Made with a team for my Game Design, Prototyping, and Production class. My contributions included:

• created the initial design concept
• designed & coded the character controller
• designed & coded the star pickup system
• designed & implemented the first level
• designed & coded the boss battle

This was a project for my Game Design, Prototyping, and Production course. The assignment was to create a platforming game with at least 3 levels, 2 puzzles, and 1 boss. I am a big fan of platformers so I was really excited to work on this project. Even before it was officially assigned, as soon as I heard it mentioned at the start of the semester I started working on a 2D platformer character. Having solid movement controls for the main character is one of the most important things in a platformer, so I wanted that to be as polished as possible. The feedback we got was very positive, and many players said the character felt good to control, so I am happy that I spent so much time on this.

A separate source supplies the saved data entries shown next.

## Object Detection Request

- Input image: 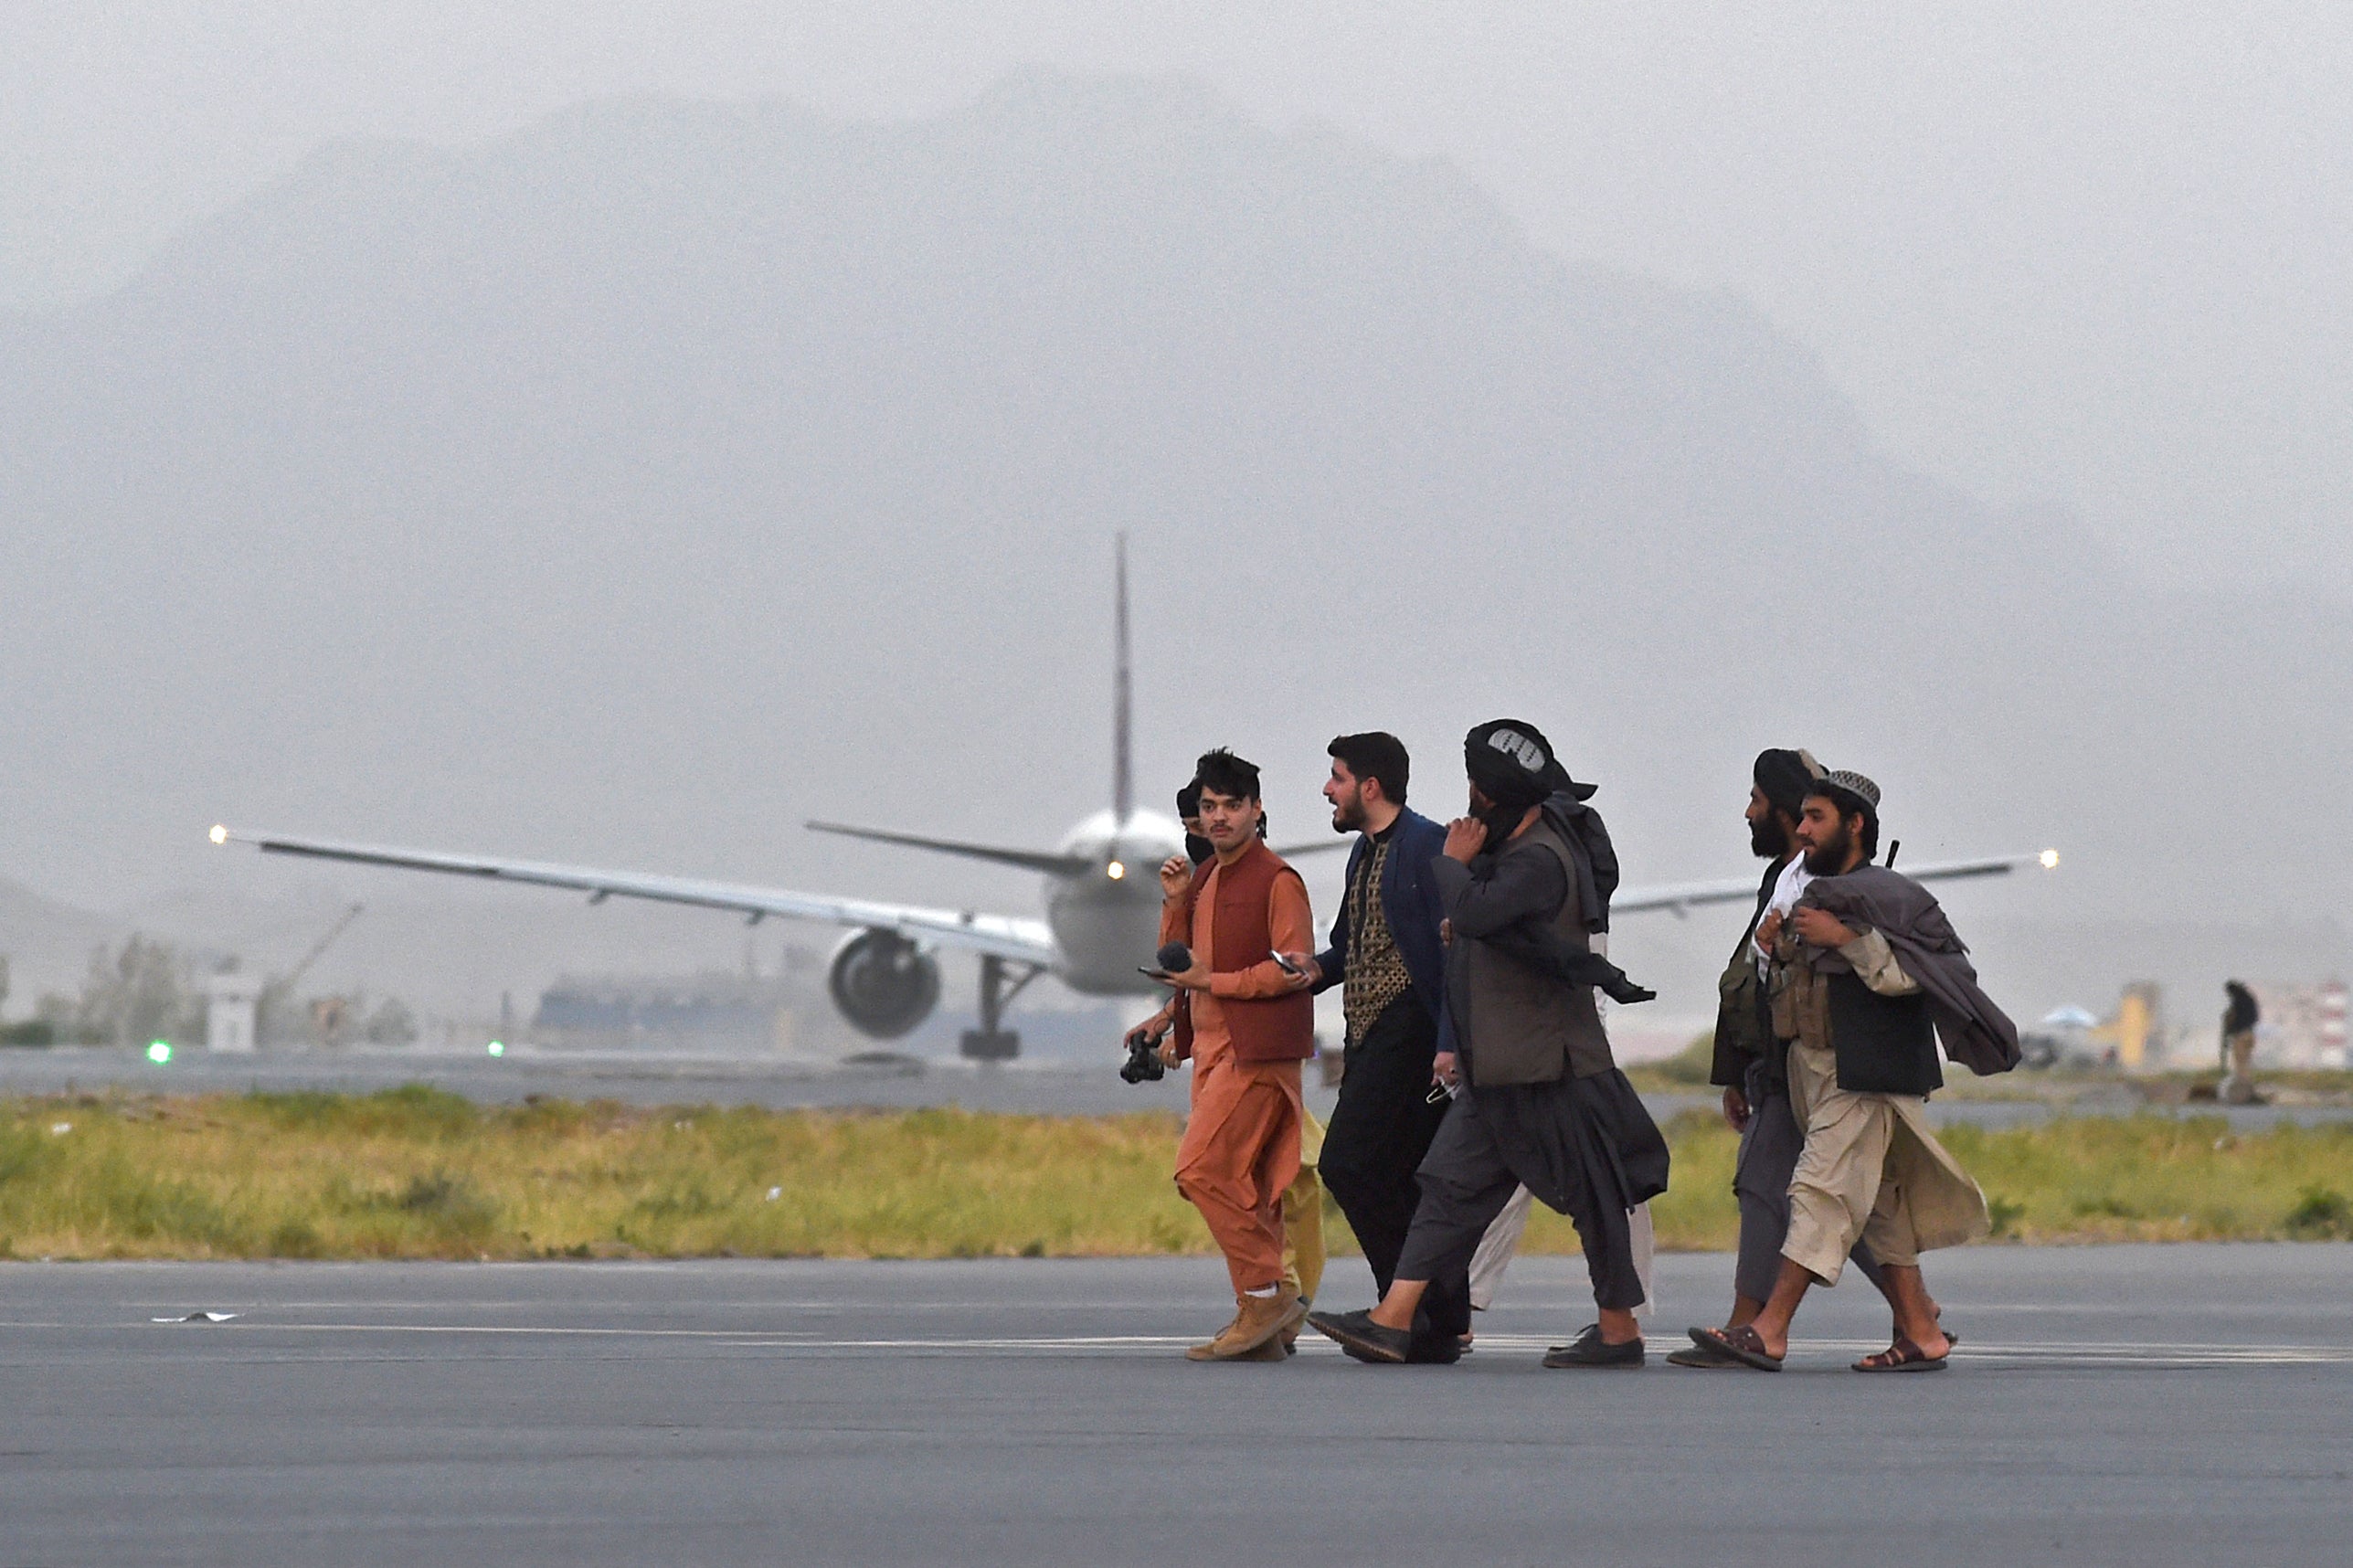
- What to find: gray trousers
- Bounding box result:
[1734,1065,1889,1303]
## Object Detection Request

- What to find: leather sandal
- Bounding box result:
[1665,1338,1744,1369]
[1852,1336,1949,1372]
[1691,1324,1784,1372]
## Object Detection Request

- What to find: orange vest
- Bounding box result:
[1177,837,1316,1065]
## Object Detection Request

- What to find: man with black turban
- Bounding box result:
[1309,721,1669,1368]
[1669,749,1903,1368]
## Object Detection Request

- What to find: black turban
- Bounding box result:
[1753,747,1820,821]
[1465,719,1590,810]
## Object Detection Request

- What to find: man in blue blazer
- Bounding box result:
[1294,733,1462,1361]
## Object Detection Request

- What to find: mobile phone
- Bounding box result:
[1139,968,1175,981]
[1269,951,1305,977]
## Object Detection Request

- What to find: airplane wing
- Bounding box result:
[1615,851,2058,917]
[805,821,1092,878]
[208,827,1059,968]
[809,820,1350,871]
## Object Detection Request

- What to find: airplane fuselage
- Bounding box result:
[1043,809,1189,995]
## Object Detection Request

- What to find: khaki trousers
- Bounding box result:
[2224,1028,2255,1075]
[1277,1109,1327,1303]
[1783,1038,1989,1283]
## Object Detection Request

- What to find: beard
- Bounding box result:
[1475,799,1531,849]
[1330,792,1366,833]
[1801,821,1855,876]
[1749,816,1790,859]
[1185,833,1215,865]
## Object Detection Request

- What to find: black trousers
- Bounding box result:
[1318,994,1465,1337]
[1395,1083,1650,1315]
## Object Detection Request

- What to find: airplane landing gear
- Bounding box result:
[961,954,1041,1062]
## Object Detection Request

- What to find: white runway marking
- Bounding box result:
[18,1317,2348,1367]
[1479,1333,2353,1368]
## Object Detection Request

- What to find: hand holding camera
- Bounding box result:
[1120,1017,1170,1083]
[1121,944,1194,1083]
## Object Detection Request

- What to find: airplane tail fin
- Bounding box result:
[1114,533,1134,825]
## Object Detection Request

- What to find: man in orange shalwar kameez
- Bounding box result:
[1157,748,1320,1361]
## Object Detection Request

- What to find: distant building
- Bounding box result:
[531,970,808,1054]
[2244,980,2350,1069]
[205,970,261,1054]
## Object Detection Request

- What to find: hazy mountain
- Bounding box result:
[0,876,123,1004]
[1,71,2338,1035]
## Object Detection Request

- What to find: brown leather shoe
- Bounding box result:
[1184,1306,1245,1361]
[1187,1286,1305,1361]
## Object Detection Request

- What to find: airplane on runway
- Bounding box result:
[210,538,2057,1060]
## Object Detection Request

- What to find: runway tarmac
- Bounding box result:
[0,1044,1212,1117]
[8,1044,2349,1128]
[5,1245,2349,1565]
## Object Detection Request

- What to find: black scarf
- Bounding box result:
[1538,790,1620,935]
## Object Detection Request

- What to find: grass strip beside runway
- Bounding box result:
[3,1088,2351,1260]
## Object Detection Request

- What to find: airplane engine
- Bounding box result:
[826,929,941,1039]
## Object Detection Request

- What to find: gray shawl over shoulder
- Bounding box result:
[1800,865,2021,1076]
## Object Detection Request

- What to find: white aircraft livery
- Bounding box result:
[211,538,2055,1059]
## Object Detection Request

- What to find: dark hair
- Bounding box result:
[1328,732,1410,805]
[1806,785,1881,863]
[1176,779,1202,819]
[1192,747,1261,804]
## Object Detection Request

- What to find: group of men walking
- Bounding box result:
[1130,726,2019,1372]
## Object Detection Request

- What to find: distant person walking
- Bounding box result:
[2221,980,2262,1105]
[1694,771,2017,1373]
[1309,721,1668,1368]
[1155,749,1320,1361]
[1668,748,1904,1368]
[1293,732,1462,1361]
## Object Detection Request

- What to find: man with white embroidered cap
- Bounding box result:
[1666,747,1907,1368]
[1693,768,2017,1373]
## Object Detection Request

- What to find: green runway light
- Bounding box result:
[146,1041,173,1065]
[486,1041,505,1057]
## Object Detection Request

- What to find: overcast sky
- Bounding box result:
[5,4,2346,595]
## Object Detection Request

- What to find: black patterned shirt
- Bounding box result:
[1342,829,1414,1045]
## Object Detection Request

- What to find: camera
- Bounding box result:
[1120,1022,1167,1084]
[1119,943,1192,1083]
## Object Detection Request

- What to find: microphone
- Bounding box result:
[1156,942,1192,973]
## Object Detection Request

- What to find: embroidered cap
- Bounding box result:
[1809,768,1882,821]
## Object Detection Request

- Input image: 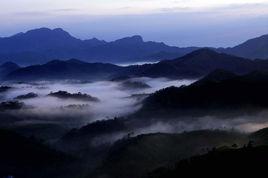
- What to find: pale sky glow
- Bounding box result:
[0,0,267,47]
[1,0,268,16]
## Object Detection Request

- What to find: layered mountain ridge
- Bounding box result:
[0,28,267,65]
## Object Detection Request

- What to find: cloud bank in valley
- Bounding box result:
[0,78,194,127]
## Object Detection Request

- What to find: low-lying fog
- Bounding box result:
[1,77,268,138]
[0,78,193,127]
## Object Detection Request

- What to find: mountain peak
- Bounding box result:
[66,59,86,64]
[114,35,144,44]
[84,38,107,46]
[130,35,143,41]
[45,60,64,65]
[175,48,222,61]
[14,27,73,39]
[52,28,66,32]
[189,48,219,56]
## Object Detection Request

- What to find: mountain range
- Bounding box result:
[4,49,268,81]
[0,28,197,65]
[0,28,267,65]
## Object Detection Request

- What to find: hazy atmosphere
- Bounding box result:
[0,0,268,178]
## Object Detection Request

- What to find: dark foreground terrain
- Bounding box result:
[2,127,268,178]
[2,69,268,178]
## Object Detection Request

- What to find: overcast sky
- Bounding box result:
[0,0,267,47]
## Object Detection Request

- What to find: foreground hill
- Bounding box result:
[149,145,268,177]
[91,127,268,178]
[137,69,268,118]
[150,127,268,177]
[5,49,268,81]
[93,130,247,178]
[0,129,76,178]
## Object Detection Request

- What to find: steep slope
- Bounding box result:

My team for this class consisted of me, another programmer, a sound person, and two artists. I did the main character movement, the star collection mechanics, the first level layout, and the boss battle. The other programmer did the layout for most of the second and third levels, the slime mechanics, and the falling obstacles. In designing the first level, I tried to guide the player to learn about all of their different movement options. The character can run, jump, and roll, which are conveyed through signposts at the very beginning. Everything after that is done wordlessly. After rolling under the ledge at the beginning and jumping up the steps, there is a large obvious hallway to the left and a small, easy-to-miss one to the right, which contains a star. If they go left first, the player will later walk above the path and see the star they missed. This way, I teach the player that stars are often hidden and they need to look carefully to find them. In playtesting, there was a good balance of people who spotted the star and people who missed it the first time, which is what I was going for. Another thing I wanted to teach the player is that they can roll in midair for a longer jump. There are several positions where this is suggested, but not explicitly stated, by having gaps that are just slightly too long for the player to clear with a normal jump. I wanted the player to figure out on their own that they could roll in midair so that they would feel smart for having discovered an emergent interaction between mechanics, and in practice, almost everyone figured this out and felt satisfied when they did.